Kitzhaber has long been the strongest advocate for salmon recovery among Northwest political leaders, and his remarks were hardly out of character. But they were significant because they are the first time a state or federal politician publicly criticized the U.S. government for not taking actions it had promised after deciding not to breach dams.
Kitzhaber, speaking to The Oregonian before delivering his speech, said he wants federal officials to know that unless they make stronger efforts for salmon they could be forced to again consider breaching dams.
"The purpose of this speech is to say that if something doesn't change dramatically, we're going to be driven back to the debate (over breaching dams) we were in two years ago," Kitzhaber said. "This is a wake-up call."

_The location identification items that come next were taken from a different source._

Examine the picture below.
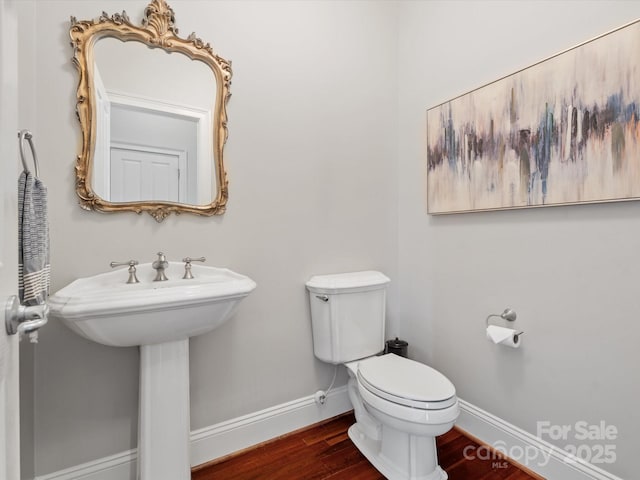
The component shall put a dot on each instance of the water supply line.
(321, 395)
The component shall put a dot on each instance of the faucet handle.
(132, 269)
(187, 266)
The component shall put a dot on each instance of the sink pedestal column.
(164, 425)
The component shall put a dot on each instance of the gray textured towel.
(33, 240)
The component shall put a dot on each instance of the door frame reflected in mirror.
(157, 31)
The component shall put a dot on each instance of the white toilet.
(400, 405)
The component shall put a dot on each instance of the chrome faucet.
(160, 265)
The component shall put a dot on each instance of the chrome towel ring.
(28, 136)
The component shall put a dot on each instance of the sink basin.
(159, 317)
(107, 310)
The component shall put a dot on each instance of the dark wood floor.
(324, 452)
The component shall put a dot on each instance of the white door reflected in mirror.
(153, 140)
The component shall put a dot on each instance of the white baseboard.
(239, 433)
(221, 439)
(526, 449)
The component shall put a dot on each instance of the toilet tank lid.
(338, 282)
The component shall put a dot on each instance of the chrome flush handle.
(187, 266)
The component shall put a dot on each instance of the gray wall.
(569, 272)
(326, 160)
(312, 190)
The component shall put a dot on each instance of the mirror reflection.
(153, 140)
(152, 112)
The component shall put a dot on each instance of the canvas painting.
(563, 131)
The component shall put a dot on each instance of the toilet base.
(372, 450)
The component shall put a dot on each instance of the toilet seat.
(406, 382)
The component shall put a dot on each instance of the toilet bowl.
(400, 406)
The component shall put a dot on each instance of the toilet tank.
(347, 315)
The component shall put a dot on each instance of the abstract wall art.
(563, 131)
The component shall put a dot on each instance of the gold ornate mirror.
(152, 111)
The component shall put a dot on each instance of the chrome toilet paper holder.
(508, 315)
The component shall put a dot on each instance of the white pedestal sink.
(159, 317)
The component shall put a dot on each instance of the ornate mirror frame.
(157, 31)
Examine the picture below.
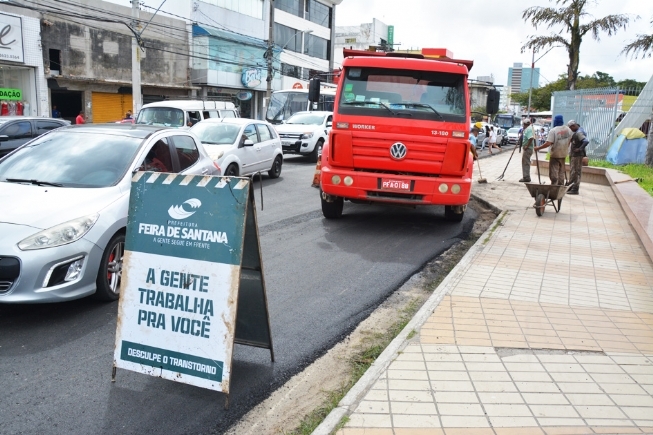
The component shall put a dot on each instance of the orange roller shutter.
(110, 107)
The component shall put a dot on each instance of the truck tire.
(315, 154)
(332, 210)
(451, 216)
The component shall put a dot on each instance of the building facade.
(519, 78)
(23, 88)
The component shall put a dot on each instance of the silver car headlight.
(62, 234)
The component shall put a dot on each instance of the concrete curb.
(348, 403)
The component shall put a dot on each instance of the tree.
(643, 45)
(569, 15)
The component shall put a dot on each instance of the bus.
(507, 121)
(284, 103)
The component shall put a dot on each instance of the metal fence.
(605, 112)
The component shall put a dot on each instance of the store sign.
(244, 95)
(10, 94)
(391, 35)
(251, 77)
(192, 256)
(11, 38)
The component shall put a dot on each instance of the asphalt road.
(323, 277)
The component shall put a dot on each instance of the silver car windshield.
(214, 133)
(306, 119)
(161, 116)
(72, 159)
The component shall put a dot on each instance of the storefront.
(23, 90)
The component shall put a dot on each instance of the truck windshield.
(161, 116)
(400, 93)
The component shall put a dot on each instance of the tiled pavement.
(548, 329)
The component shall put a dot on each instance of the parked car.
(17, 130)
(184, 113)
(513, 135)
(305, 133)
(66, 196)
(241, 146)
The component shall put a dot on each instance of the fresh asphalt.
(322, 276)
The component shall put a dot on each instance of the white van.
(184, 113)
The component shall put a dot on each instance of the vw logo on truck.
(398, 151)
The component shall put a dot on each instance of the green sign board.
(192, 255)
(10, 94)
(391, 35)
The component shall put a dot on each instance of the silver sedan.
(65, 199)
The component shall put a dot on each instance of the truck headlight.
(62, 234)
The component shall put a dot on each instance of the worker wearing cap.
(473, 141)
(528, 142)
(577, 152)
(558, 139)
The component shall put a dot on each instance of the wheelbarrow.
(546, 194)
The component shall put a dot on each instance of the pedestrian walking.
(576, 153)
(527, 145)
(558, 139)
(492, 143)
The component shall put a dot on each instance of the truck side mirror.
(492, 105)
(314, 90)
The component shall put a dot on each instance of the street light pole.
(269, 54)
(137, 101)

The National Marine Fisheries Service, the federal agency in charge of restoring salmon and steelhead listed under the Endangered Species Act, ruled against breaching the Snake River dams in December 2000, after studying the matter for five years. They released an alternative plan, labeled "aggressive non-breach," that called for leaving the dams in place while implementing significant steps that include restoration of streams where salmon spawn, reform of hatcheries to reduce harm to wild fish by hatchery-born fish and increased fishing restrictions. The federal plan says breaching should again be considered if specific goals are not met by 2003, 2005 and 2008.
Dam-breaching advocates were thrilled by the speech.

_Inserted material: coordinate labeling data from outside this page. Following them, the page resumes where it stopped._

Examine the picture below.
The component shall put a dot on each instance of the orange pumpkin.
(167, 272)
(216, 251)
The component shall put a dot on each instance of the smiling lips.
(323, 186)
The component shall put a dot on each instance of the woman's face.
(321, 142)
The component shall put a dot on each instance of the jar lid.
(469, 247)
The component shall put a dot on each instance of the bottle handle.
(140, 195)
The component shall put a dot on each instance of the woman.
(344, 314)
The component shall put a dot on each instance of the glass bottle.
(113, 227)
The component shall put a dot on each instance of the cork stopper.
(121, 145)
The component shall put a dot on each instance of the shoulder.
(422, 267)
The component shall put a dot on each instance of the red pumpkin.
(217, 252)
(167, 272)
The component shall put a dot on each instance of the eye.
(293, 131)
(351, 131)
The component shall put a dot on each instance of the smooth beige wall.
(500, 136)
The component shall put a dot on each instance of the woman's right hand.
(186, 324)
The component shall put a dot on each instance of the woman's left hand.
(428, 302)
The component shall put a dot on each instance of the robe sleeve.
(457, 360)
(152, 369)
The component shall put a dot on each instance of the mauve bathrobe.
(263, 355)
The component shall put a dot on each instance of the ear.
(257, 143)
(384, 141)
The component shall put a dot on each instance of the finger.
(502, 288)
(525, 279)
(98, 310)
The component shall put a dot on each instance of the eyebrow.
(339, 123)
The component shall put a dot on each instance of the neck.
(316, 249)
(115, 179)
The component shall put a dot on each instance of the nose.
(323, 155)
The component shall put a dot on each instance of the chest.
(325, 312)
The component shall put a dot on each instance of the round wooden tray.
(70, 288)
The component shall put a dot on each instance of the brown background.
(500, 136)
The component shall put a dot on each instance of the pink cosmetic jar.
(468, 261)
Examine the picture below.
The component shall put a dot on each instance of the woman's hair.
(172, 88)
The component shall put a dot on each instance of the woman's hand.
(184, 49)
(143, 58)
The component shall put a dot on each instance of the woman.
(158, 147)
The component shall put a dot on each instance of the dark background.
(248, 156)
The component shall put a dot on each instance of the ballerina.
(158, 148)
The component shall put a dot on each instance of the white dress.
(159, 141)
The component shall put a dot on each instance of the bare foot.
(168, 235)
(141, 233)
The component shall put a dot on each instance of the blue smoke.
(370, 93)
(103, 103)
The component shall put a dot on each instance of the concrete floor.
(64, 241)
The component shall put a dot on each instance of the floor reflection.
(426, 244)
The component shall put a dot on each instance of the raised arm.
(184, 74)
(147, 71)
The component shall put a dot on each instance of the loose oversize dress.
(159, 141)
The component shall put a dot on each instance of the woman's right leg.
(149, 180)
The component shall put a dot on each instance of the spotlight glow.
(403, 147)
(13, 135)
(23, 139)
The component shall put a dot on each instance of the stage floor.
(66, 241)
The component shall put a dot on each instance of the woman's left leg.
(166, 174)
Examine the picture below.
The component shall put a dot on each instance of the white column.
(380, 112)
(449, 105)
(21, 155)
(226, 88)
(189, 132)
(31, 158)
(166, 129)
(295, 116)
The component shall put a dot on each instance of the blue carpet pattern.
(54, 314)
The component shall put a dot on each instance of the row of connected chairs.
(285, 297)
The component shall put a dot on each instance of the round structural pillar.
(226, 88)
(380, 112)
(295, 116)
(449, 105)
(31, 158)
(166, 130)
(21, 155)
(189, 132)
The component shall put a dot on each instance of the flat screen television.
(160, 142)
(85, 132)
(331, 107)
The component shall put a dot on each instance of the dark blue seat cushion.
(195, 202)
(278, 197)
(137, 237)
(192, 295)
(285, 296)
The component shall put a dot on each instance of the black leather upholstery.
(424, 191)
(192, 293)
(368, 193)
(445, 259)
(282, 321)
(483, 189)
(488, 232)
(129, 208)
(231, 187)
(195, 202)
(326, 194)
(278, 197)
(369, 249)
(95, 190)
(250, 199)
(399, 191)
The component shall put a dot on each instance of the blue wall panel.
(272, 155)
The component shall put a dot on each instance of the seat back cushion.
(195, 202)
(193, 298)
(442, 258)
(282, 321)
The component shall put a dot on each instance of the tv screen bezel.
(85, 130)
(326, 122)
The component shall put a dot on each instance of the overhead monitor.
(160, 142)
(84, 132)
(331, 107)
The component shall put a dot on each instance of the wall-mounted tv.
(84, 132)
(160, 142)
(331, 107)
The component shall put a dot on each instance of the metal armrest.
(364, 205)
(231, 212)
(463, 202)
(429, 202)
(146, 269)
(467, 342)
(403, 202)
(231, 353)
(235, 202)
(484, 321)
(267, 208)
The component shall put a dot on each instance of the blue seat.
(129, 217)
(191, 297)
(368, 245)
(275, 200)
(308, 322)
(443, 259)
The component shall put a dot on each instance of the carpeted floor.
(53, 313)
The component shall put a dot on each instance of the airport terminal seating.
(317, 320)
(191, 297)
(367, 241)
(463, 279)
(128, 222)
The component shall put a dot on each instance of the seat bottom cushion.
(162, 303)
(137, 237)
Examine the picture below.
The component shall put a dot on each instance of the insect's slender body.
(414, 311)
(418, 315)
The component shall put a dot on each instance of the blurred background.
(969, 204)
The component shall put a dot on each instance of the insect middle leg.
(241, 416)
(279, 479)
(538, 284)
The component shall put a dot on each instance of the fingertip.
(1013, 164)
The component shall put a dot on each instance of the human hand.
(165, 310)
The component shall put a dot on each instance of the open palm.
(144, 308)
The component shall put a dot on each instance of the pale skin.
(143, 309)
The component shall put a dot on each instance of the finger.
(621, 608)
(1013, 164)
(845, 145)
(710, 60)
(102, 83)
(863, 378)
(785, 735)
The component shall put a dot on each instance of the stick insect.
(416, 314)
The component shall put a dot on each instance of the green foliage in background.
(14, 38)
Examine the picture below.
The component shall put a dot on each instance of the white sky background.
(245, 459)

"Kitzhaber is clearly the first governor to stand up and say this," said Pat Ford, the executive director of Save our Wild Salmon, a Seattle-based nonprofit. "He's saying, 'Here's the truth: The federal government is not doing what it said it would do to save salmon.' "
Plan on track, officials say
Federal officials, though, said their salmon-saving plan is on track. They said last year's near-record drought had set things back but urged patience.
"I don't think it is surprising that we weren't able to do everything we wanted to do, it would have been miraculous if we had," said Brian Gorman, a fisheries service spokesman. "But the beginning of any journey is always the hardest part. We are certainly on track."
Kitzhaber, in his comments to The Oregonian, disputed that. He said the Bush administration is proposing to spend $506 million on salmon recovery in 2003, which Kitzhaber said is only 55 percent of what fisheries service officials calculate is needed.
And Kitzhaber said the administration has avoided politically painful measures called for in the federal salmon plan, such as ensuring that enough water for salmon is let into the Columbia and Snake rivers each spring and summer.
"I think it's time to call the question," Kitzhaber said before delivering the address. "If we want to recover salmon, and we don't want to breach the dams, then we are going to have to step up to the plate. Delay is not an alternative, or we are going to start losing these runs."